# Gun Safe Trouble



## MLB

My hunting buddy has an issue - He broke his gun safe. Apparently his "stack-on" lock has stuck up. :mrgreen:

Both sets of keys won't work on the lockset. It's one of those "barrel locks" with the round keys. He's calling the mfgr, but I'm sure they won't be able to help much. Even if he did get a new key, I don't think that's the problem.

I told him to contact a locksmith, but it will likely cost him as much as a new safe. Anyone else have problems with this type of safe?

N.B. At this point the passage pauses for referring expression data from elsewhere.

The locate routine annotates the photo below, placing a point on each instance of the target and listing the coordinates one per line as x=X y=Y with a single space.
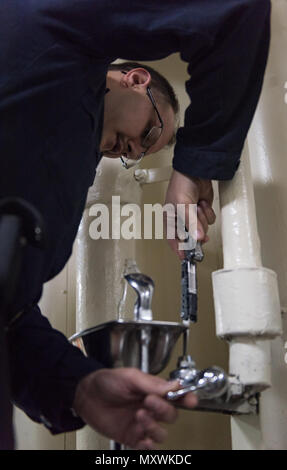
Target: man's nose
x=134 y=148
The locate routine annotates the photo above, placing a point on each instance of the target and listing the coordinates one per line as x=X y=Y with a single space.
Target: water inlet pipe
x=246 y=298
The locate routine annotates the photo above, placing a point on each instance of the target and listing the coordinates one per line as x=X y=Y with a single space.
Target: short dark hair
x=158 y=82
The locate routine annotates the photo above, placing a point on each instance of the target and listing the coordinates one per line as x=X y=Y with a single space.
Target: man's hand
x=184 y=189
x=127 y=405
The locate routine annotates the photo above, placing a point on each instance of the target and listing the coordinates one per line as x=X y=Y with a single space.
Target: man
x=57 y=117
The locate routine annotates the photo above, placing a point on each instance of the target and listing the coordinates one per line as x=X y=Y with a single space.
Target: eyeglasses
x=149 y=139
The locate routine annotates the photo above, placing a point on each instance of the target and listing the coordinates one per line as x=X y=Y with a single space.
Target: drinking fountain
x=148 y=345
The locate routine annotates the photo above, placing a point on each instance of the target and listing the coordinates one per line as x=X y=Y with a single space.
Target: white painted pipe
x=246 y=295
x=101 y=263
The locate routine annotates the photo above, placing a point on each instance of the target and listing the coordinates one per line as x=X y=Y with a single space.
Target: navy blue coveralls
x=54 y=56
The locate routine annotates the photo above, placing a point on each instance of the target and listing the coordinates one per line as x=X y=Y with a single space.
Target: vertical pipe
x=101 y=262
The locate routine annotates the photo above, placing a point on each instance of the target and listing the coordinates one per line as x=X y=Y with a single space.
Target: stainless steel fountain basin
x=128 y=343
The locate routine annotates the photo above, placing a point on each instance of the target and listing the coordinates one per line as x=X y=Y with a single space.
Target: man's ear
x=138 y=77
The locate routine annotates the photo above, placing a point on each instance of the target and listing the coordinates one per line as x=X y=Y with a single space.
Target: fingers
x=149 y=384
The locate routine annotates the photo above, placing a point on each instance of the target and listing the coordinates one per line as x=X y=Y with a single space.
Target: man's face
x=129 y=115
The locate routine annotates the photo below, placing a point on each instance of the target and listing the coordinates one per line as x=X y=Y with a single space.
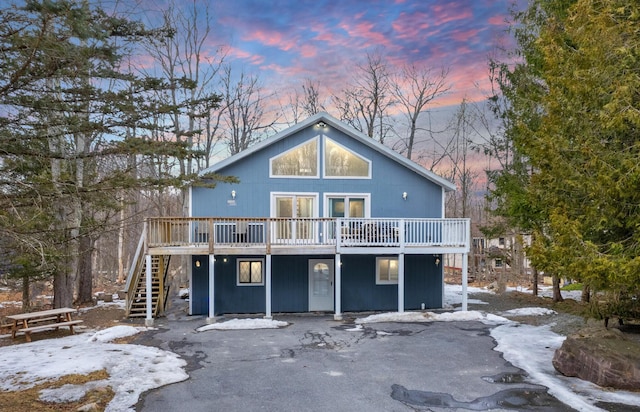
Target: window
x=340 y=162
x=250 y=272
x=347 y=205
x=301 y=161
x=386 y=271
x=287 y=205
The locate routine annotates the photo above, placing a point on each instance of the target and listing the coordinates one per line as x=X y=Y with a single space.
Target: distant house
x=324 y=219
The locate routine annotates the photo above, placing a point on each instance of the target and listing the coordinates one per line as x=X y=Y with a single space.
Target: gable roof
x=337 y=124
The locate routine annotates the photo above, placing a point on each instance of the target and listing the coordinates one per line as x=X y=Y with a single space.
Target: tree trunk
x=557 y=296
x=121 y=275
x=586 y=294
x=26 y=296
x=85 y=271
x=62 y=289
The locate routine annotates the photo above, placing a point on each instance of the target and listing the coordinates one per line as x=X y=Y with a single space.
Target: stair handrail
x=163 y=291
x=135 y=269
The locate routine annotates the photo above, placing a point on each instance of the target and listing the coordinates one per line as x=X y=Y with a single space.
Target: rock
x=602 y=356
x=90 y=407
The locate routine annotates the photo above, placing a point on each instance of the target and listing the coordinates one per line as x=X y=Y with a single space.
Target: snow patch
x=236 y=324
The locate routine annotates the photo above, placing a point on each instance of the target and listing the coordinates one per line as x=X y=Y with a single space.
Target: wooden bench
x=56 y=325
x=46 y=319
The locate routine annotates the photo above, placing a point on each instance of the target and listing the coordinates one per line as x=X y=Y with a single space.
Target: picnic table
x=42 y=320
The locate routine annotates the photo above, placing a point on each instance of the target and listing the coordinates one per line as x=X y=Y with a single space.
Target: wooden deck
x=309 y=236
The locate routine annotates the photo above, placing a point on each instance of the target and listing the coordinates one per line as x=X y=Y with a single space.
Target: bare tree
x=365 y=103
x=191 y=69
x=245 y=114
x=413 y=89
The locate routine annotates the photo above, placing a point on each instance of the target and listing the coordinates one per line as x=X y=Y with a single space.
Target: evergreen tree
x=573 y=118
x=67 y=109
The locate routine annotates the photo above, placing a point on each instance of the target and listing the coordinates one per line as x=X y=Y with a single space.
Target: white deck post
x=338 y=291
x=401 y=282
x=149 y=298
x=212 y=289
x=465 y=265
x=267 y=287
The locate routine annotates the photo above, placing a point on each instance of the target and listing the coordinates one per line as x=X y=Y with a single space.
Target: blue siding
x=230 y=298
x=359 y=289
x=290 y=286
x=389 y=180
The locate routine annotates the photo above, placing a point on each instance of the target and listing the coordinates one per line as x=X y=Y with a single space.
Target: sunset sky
x=287 y=41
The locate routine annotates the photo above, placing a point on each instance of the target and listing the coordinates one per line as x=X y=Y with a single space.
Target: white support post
x=212 y=289
x=465 y=265
x=149 y=298
x=401 y=282
x=338 y=290
x=267 y=287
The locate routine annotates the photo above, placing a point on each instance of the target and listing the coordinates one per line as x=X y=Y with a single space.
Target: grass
x=27 y=400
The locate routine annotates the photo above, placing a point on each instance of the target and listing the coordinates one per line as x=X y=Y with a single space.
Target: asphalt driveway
x=318 y=364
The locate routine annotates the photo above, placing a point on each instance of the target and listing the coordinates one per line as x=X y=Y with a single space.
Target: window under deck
x=296 y=236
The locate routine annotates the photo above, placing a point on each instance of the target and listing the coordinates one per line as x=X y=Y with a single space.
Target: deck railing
x=343 y=232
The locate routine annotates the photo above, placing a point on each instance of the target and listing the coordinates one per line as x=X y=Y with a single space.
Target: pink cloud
x=245 y=55
x=308 y=51
x=409 y=25
x=271 y=38
x=365 y=31
x=450 y=12
x=497 y=20
x=466 y=35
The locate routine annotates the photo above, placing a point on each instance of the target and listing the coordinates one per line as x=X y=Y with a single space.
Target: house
x=323 y=218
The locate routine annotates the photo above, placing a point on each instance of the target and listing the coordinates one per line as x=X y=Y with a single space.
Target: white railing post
x=338 y=290
x=267 y=287
x=401 y=283
x=212 y=289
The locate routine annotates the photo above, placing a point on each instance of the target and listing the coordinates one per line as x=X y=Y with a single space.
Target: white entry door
x=321 y=285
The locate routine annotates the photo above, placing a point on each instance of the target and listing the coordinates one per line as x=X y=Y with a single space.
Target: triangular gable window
x=301 y=161
x=340 y=162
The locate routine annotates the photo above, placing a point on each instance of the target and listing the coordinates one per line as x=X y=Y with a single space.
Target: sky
x=142 y=368
x=286 y=42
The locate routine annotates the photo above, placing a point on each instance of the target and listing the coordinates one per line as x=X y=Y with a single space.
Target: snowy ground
x=134 y=369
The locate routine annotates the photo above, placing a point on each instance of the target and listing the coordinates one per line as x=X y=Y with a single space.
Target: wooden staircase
x=137 y=285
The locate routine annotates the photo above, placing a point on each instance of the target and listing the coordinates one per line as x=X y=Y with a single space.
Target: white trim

STACK-ON GC-8RTA Security Plus Gun Cabinet - Factory Express


----------



## Steve M1911A1

Judging by the product photos on the Stack-On site, it's pretty similar to my own unit, although mine came already assembled.
Although Stack-On uses hard-to-duplicate keys, breaking into one of their sheet-steel cabinets should be pretty easy. So if his is closed, and he needs it open, a strong pry-bar will do the job. Or, he could just disassemble it from the outside.
If it's only the lock that's stuck, but the case is still open, Stack-On ought to replace the lock at no, or low, charge. He might have to send the door assembly back, though. I don't believe that the lock, itself, can be easily removed—but I could be wrong. Maybe a local locksmith can replace the lock economically, if your friend brings him the entire door. A "house call" would be expensive, though.


----------



## bruce333

Those locks are easy to replace. Just one big nut on the inside (assuming you can get the door open).

Sometimes the springs will stick and one of the pins will not go to the open position. Try spraying some WD-40 (or other spray lube) in the lock and work the key in and out a few times. You can also try working each pin in the key opening with a small object (like a T-pin).


----------



## MLB

Thanks for the advice gentlemen. I'll have him give it a try.


----------